The Real Top 25

The Worst of the Best in College Football

20. FRESNO STATE (11-2)
Fresno was everyone's sentimental pick for the national championship until back-to-back losses to Boise State and Hawaii derailed their undefeated season. The Bulldogs' kick coverage guy Kendall Edwards was, according to Sports Illustrated, the envy of coaches at eight schools—including Texas and Notre Dame—for his aggressive play early in the season. But his cheap shot on punt returner Tim Gilligan in the aforementioned nationally televised game against Boise State caused the WAC to suspend him for one game; coach Pat Hill removed him from the kick-coverage team. (Graduation rate, all students: 42 percent; football players: 28 percent)

21. WASHINGTON (8-3)
Troubled tight end Jerramy Stevens pleaded guilty to misdemeanor hit-and-run property damage after a vehicle he was driving last May crashed into a senior citizens complex. He was sentenced to 240 hours of community service and was suspended for the first half of the Huskies' opener against Michigan. His coach, Rick Neuheisel, meanwhile, received a 35 percent pay raise over the summer to bump his salary to $1.2 million per year. (Graduation rate, all students: 70 percent; football players: 55 percent)

22. OHIO STATE (7-4)
Buckeye QB Steve Bellisari missed Senior Day last month because he was suspended following his arrest on two counts of alleged drunken driving. The QB's suspension was lifted December 12. One count was dismissed, and he pleaded no contest to the other one; he's slated to serve three days in jail—after the Buckeyes play in the Outback Bowl on January 1. Meanwhile, his former coach, John Cooper, fired by OSU last winter, was under investigation by Franklin County prosecutors because of an unexplained $2000 on expense reports filed with the school.

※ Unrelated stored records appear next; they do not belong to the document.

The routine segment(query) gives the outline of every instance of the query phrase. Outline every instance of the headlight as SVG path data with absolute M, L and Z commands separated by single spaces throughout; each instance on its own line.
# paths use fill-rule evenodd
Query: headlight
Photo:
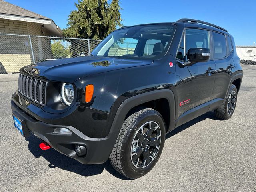
M 72 84 L 62 83 L 60 88 L 60 98 L 65 105 L 70 105 L 74 100 L 74 86 Z

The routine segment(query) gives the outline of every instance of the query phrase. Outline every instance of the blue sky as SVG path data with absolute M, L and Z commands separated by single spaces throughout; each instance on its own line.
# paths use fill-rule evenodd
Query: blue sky
M 52 19 L 66 27 L 76 0 L 6 0 Z M 191 18 L 213 23 L 226 30 L 237 45 L 256 42 L 256 0 L 120 0 L 124 26 L 175 21 Z

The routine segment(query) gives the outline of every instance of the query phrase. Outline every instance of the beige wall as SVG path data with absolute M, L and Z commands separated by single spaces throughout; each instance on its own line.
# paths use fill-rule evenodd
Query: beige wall
M 2 19 L 0 19 L 0 33 L 50 35 L 50 32 L 39 24 Z M 46 55 L 49 56 L 47 58 L 52 58 L 50 39 L 32 37 L 31 41 L 36 62 L 45 58 Z M 0 62 L 8 73 L 17 72 L 21 68 L 32 64 L 28 38 L 0 34 Z
M 42 34 L 42 32 L 44 32 Z M 50 36 L 50 32 L 39 24 L 0 19 L 0 33 Z

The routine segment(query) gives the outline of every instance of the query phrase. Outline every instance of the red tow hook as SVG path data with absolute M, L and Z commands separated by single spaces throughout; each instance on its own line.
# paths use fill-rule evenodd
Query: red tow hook
M 41 143 L 39 144 L 39 147 L 42 150 L 47 150 L 52 148 L 52 147 L 45 142 L 43 142 L 42 143 Z

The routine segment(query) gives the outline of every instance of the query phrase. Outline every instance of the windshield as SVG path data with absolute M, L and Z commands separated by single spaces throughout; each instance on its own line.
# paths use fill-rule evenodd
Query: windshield
M 114 31 L 93 50 L 94 56 L 155 59 L 167 51 L 175 26 L 170 24 L 142 25 Z

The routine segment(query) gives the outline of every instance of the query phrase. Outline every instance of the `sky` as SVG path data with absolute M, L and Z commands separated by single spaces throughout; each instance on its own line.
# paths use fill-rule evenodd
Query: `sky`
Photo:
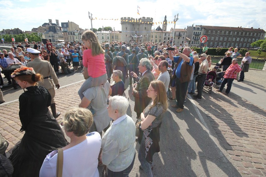
M 162 22 L 165 16 L 168 22 L 179 14 L 175 28 L 184 29 L 195 25 L 254 28 L 266 31 L 266 0 L 242 0 L 230 2 L 224 0 L 205 1 L 147 0 L 101 0 L 101 1 L 36 1 L 0 0 L 0 30 L 18 28 L 22 31 L 31 31 L 52 19 L 62 22 L 73 22 L 84 29 L 91 28 L 88 12 L 92 14 L 92 27 L 103 26 L 121 30 L 121 17 L 142 17 L 153 19 L 154 22 Z M 70 2 L 75 2 L 70 3 Z M 207 2 L 206 1 L 206 2 Z M 185 3 L 187 2 L 186 3 Z M 140 7 L 138 9 L 137 6 Z M 137 14 L 138 9 L 140 15 Z M 99 19 L 117 19 L 101 20 Z M 159 25 L 152 26 L 152 29 Z M 161 27 L 162 25 L 160 24 Z M 167 30 L 174 27 L 168 24 Z

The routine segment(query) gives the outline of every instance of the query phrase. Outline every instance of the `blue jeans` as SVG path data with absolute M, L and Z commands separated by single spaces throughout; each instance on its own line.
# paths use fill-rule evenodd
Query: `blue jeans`
M 136 153 L 134 155 L 134 158 L 131 164 L 128 167 L 121 171 L 113 171 L 107 169 L 107 177 L 128 177 L 129 173 L 131 171 L 132 169 L 133 168 L 133 165 L 134 165 L 134 162 L 135 161 L 135 157 L 136 157 Z
M 224 80 L 223 80 L 223 82 L 222 82 L 222 84 L 221 84 L 221 86 L 220 86 L 220 89 L 219 89 L 220 91 L 222 91 L 223 90 L 223 89 L 224 88 L 225 84 L 227 83 L 227 88 L 226 88 L 225 93 L 229 93 L 230 92 L 230 90 L 231 89 L 231 87 L 232 86 L 232 83 L 233 83 L 234 79 L 227 78 L 224 78 Z
M 145 158 L 145 137 L 144 134 L 142 136 L 142 139 L 140 145 L 140 149 L 139 150 L 138 157 L 140 164 L 144 172 L 148 177 L 153 177 L 152 172 L 151 172 L 151 165 L 147 161 Z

Calling it a "record-keeping error," Cooper repaid the money last spring and the matter was dropped. (Graduation rate, all students: 56 percent; football players: 33 percent)

Illustration by Stan Shaw

23. LOUISVILLE (10-2)
After last season, the Cardinals signed coach John L. Smith to an eight-year contract extension, paying him roughly $800,000 a year. UL is a big spender in general, though. Its athletic budget of $27.1 million rivals that of many big-time conference programs, despite its standing in the relatively minor Conference USA. (Graduation rate, all students: 30 percent; football players: 29 percent)

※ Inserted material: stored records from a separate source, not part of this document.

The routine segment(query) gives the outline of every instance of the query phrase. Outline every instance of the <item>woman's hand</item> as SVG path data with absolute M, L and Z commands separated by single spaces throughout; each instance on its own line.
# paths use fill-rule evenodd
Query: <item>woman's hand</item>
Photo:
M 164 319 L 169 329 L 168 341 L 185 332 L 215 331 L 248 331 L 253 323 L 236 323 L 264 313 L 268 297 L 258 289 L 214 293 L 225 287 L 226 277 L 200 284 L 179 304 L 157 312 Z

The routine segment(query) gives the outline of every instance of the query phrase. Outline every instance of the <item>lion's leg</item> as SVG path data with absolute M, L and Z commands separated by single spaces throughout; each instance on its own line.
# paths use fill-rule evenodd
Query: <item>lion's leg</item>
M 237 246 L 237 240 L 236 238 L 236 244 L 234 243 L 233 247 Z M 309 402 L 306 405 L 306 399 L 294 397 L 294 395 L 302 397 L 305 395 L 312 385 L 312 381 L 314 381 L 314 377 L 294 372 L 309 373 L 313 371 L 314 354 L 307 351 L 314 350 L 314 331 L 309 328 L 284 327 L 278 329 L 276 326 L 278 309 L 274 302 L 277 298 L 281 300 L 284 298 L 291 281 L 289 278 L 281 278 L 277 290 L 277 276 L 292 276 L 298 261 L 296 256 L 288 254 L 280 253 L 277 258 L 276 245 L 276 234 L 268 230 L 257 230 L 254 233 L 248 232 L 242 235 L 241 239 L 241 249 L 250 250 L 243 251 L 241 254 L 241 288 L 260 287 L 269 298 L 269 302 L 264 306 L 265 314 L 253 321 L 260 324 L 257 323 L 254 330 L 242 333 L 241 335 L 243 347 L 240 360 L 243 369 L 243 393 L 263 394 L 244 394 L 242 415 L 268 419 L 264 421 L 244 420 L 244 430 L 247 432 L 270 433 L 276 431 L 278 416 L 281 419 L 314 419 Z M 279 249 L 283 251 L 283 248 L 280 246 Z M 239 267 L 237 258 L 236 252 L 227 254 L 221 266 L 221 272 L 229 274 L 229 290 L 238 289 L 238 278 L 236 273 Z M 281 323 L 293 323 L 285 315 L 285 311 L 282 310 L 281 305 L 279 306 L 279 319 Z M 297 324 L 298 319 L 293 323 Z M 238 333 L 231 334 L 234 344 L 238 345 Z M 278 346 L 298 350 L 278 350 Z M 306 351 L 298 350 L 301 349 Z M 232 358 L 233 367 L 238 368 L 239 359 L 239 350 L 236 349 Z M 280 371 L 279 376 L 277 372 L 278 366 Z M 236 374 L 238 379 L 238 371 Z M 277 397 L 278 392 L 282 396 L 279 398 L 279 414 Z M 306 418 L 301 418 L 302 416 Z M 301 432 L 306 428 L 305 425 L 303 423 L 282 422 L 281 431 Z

In response to Florida coach Steve Spurrier's attacks, FSU AD Dave Hart said, "Bobby Bowden represents integrity and class." Guess Hart has missed the litany of player arrests and legal problems plaguing the Seminole program in recent years. This year, nose guard Jeff Womble was suspended for the season opener against Duke for violating team rules. He and defensive end O.J. Jackson were arrested for alleged misdemeanor possession of marijuana this summer. Jackson was not suspended; his possession charge was dismissed. Womble completed a term of pre-trial intervention to avoid having the offense appear on his record. (Graduation rate, all students: 63 percent; football players: 53 percent)

25. TOLEDO 9-2
Interim athletic director Mike Karabin has had a change of heart. Three months after a tearful announcement that he would not apply for the full-time AD position at the school following his arrest for DUI in July, Karabin said he would indeed file for the position, which pays roughly $125,000 per year. Karabin's case was scheduled to go to trial last week. (Graduation rate, all students: 36 percent; football players: 59 percent)

This poll combines the AP college football Top 25 rankings with the NCAA's findings on institutional ethical conduct, graduation rates, and exploitation of African American athletes. Graduation rates and enrollment data cover entering freshmen from 1991-1992 through 1994-1995, all given six years to get degrees.